In today’s healthcare landscape, all the stages of claims processing remain necessary, but there are ways to cut and streamline some steps in each stage to make processing more efficient.
Among the main candidates for streamlining are:
- Prior authorization. This is one of the biggest administrative burdens. By reducing prior authorization requirements and associated documentation, administrative costs could be substantially reduced.
- Standardized billing and claims processing. A centralized claims clearinghouse would allow providers to submit all claims to a single entity. Costs for routine procedures should also be standardized.
- Proper medical coding.

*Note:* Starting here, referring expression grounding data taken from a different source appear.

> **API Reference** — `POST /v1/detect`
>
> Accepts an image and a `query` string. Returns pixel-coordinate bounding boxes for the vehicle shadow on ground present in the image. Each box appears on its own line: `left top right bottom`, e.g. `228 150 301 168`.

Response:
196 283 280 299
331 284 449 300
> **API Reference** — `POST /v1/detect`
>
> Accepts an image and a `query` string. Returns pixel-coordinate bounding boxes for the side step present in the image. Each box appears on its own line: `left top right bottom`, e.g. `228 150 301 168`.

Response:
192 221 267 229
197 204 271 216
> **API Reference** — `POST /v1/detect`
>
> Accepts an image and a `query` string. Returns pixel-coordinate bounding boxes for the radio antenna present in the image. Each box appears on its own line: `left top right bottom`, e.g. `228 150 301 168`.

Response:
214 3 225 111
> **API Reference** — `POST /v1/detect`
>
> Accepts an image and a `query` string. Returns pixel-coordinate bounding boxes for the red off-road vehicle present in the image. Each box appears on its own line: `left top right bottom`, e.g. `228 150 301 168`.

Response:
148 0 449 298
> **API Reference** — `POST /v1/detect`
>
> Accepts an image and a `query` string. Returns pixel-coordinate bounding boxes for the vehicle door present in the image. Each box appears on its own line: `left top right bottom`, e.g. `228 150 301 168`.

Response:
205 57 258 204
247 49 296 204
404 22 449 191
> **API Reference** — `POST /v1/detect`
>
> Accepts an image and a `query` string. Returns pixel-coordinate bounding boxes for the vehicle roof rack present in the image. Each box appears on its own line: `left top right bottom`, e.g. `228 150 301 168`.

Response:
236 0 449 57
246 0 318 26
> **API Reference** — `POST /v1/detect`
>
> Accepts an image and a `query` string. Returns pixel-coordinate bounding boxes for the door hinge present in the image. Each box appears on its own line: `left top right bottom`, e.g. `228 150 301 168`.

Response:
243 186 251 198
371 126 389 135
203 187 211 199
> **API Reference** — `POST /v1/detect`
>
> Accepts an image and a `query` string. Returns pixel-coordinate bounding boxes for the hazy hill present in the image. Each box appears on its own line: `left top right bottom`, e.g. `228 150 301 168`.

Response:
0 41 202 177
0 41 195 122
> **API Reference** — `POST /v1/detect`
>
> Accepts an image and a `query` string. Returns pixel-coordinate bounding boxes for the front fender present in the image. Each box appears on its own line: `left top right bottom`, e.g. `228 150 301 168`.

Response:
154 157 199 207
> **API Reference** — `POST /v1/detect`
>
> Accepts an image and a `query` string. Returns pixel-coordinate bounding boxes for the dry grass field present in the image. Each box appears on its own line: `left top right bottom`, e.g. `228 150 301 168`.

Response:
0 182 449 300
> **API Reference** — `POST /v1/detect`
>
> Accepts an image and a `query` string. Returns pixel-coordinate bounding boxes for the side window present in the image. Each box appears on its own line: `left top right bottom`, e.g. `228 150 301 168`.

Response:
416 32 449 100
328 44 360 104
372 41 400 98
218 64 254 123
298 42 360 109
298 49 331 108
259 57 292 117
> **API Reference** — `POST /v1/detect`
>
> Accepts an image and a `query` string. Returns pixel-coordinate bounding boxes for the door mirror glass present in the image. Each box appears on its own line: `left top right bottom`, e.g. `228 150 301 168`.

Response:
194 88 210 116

Correct medical coding is an important part of the revenue cycle. If provider documentation is not properly coded, a lot of time, labor, and money is wasted identifying and correcting inaccuracies and claim denials. It’s important to have qualified, dedicated coders to perform this essential task.
Automation is key to cutting costs
Although revenue cycle management (RCM) has traditionally been a tedious, manual process, automation technology is proving critical to efficient revenue cycle tasks, claims management, and cash flow.
One vital function of RCM is tracking claims through each stage to their final resolution, but with so many elements involved, and hundreds of claims to handle, how do you prevent something from slipping through the cracks? The answer is automation.
It’s extremely difficult to manage your revenue cycle without automation technologies. You’ll likely have claims processing backlogs, documentation errors, and a slower cash flow. Automated RCM processes are more accurate, more efficient, and less time and labor intensive.